«Словно стадо слонов идет» – так Мама Жанна говорит. Стадо огромных коричневых слонов, у которых ноги толщиной с пальмовый ствол. Я, правда, пока еще ни одного слона не видела, но в столичном зоопарке есть череп одного гигантского слона, так он величиной с кабину грузовика – белый, как мел, и ноздреватый, а из беззубого рта торчит потрескавшийся бивень.
«Словно воскресное утро», – говорит Мартышка; словно хор в церкви; словно танцы; словно грохот барабанов.
«Словно вертолеты», – говорит Усач, если, конечно, вообще сподобится хоть слово произнести.
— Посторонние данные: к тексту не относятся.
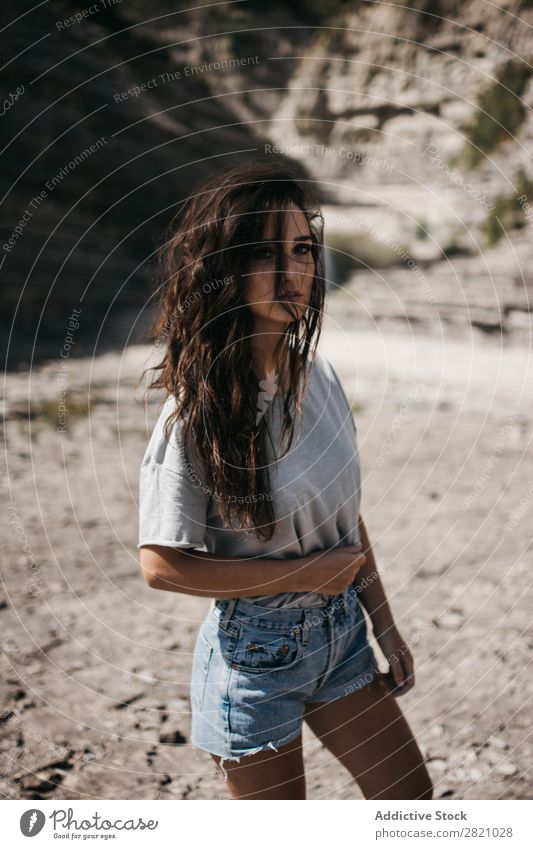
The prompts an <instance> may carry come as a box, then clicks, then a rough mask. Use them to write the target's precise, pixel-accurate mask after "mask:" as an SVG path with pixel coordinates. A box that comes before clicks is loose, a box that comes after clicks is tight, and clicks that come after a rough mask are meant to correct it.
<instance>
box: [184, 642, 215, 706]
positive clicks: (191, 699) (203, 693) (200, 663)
mask: <svg viewBox="0 0 533 849" xmlns="http://www.w3.org/2000/svg"><path fill="white" fill-rule="evenodd" d="M213 651H214V649H213V646H212V645H210V643H208V642H207V640H206V639H205V637H204V635H203V634H202V631H201V630H200V631H199V633H198V637H197V639H196V646H195V649H194V655H193V663H192V675H191V690H190V698H191V705H192V707H193V708H194V709H195V710H201V709H202V707H203V703H204V698H205V688H206V686H207V675H208V672H209V665H210V663H211V658H212V656H213Z"/></svg>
Словно минометы и артиллерийские снаряды; словно треск выстрелов, похожий, по-моему, на вжиканье белья по стиральной доске. «Словно шум от радиопомех, – прибавляет Голливудский Красавчик, – когда шаришь в эфире, пытаясь поймать нужную частоту», – и это правда: оттуда и впрямь доносится этот фантастический мертвый шепот, шелест, скрежет, царапанье.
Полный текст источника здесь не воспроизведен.